We detected global morphological deterioration in the brains of children with CDD, which supported the nature of whole-brain involvement in the disease process^{(1, 2, 4–6, 9)}. Due to the paucity of MRI data, prior case reports mainly described normal or unremarkable findings in young children with CDD^{(1, 10, 12, 13)}. A few descriptive studies based on visual inspection showed cerebral atrophy, but in a very wide range of ages (1.8–17 years old)^{(4, 11)}. Recently, it was documented that visually apparent MRI changes were presented in approximately 50% of 6-year-old children with CDD, but rarely seen in earlier ages⁽³⁾. Our quantitative analysis identified significant morphological abnormalities in 3-year-old CDD patients, which suggests that surface-based quantitative measurements might serve as potential sensitive markers for evaluating subtle structural abnormalities in these patients. Similarly, these quantitative MRI techniques have been successfully applied to other epileptic neurodevelopmental encephalopathy to reveal the structural abnormalities that are not easily identified by visual inspection, such as in Rett syndrome, West syndrome, and Rasmussen syndrome^{(14, 25, 26)}.
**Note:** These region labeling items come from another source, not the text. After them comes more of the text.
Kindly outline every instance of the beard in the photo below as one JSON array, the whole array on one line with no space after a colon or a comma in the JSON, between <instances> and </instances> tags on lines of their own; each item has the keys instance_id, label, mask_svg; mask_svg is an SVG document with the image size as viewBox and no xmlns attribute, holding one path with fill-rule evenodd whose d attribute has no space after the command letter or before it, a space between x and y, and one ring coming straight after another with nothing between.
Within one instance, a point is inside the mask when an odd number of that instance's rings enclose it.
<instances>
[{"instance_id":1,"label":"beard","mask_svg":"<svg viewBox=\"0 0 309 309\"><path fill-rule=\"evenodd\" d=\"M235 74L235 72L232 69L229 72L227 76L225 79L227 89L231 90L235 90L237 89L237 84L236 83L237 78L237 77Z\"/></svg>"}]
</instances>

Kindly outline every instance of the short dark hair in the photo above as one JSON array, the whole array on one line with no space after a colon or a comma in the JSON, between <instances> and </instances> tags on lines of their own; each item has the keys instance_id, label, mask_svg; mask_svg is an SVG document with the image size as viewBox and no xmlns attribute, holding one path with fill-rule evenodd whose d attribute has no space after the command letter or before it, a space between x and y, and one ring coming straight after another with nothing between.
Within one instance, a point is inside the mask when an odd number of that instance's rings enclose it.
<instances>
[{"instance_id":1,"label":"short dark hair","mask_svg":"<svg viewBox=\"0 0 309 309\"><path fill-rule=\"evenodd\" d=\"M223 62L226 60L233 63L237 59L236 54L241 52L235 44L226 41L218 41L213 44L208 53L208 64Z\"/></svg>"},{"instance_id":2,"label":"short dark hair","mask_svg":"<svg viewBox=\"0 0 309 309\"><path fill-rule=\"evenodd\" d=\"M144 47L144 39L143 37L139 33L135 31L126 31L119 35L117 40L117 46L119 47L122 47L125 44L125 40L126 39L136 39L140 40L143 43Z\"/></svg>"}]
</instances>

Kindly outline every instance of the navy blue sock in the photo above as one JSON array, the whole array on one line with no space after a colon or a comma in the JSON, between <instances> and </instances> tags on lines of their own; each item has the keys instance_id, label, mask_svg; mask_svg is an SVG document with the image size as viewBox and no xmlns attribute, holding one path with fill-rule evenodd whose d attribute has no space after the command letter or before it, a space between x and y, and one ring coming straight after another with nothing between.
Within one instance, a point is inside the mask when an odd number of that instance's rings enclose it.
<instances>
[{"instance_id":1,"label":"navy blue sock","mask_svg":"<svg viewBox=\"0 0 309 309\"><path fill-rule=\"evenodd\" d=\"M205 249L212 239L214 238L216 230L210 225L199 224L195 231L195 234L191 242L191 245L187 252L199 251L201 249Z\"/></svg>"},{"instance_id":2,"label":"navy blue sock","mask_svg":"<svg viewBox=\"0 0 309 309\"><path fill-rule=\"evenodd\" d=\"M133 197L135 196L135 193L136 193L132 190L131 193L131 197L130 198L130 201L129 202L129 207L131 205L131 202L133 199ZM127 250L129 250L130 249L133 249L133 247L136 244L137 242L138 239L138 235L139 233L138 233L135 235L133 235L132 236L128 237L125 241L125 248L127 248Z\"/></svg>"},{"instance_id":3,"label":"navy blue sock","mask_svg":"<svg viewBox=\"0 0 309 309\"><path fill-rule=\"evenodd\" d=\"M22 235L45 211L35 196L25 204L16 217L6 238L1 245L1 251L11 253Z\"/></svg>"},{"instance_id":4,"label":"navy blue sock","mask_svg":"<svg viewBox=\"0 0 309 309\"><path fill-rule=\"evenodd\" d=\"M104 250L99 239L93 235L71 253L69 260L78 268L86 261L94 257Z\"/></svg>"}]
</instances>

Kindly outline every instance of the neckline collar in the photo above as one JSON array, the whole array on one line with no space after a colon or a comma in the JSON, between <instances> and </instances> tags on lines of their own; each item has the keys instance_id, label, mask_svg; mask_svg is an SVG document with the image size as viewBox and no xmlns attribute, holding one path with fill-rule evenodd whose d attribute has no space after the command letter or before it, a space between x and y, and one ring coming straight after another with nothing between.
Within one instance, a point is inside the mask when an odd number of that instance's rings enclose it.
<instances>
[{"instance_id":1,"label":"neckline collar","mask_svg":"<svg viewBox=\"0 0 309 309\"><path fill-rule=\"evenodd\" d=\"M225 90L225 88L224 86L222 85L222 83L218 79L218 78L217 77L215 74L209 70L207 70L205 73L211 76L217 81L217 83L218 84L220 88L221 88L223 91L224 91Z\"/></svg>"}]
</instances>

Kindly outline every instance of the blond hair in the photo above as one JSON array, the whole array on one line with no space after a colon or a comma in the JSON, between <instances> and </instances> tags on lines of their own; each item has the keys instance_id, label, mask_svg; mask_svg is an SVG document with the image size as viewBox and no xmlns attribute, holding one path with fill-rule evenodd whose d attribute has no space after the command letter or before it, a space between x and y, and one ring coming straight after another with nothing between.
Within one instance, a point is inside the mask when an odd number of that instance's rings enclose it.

It is noteworthy that the detected volume loss in CDD patients showed an uneven, even asymmetrical, distribution in cortical and subcortical regions. This is consistent with the abnormal regional volume findings in other pediatric epileptic syndromes. For example, patients with Rett syndrome showed a marked decrease in cerebellar volume⁽¹⁴⁾, and MRI-negative patients with West syndrome of unknown etiology had abnormal GM volume in the left temporal lobe⁽²⁵⁾. Some evidence of seizure semiology as well as EEG changes (both slowing and epileptiform activity) in CDD patients did suggest its lateralized or focal features^{(1, 27)}. Our results, however, cannot lead to conclusive lateralized or focal implications due to the limited sample size.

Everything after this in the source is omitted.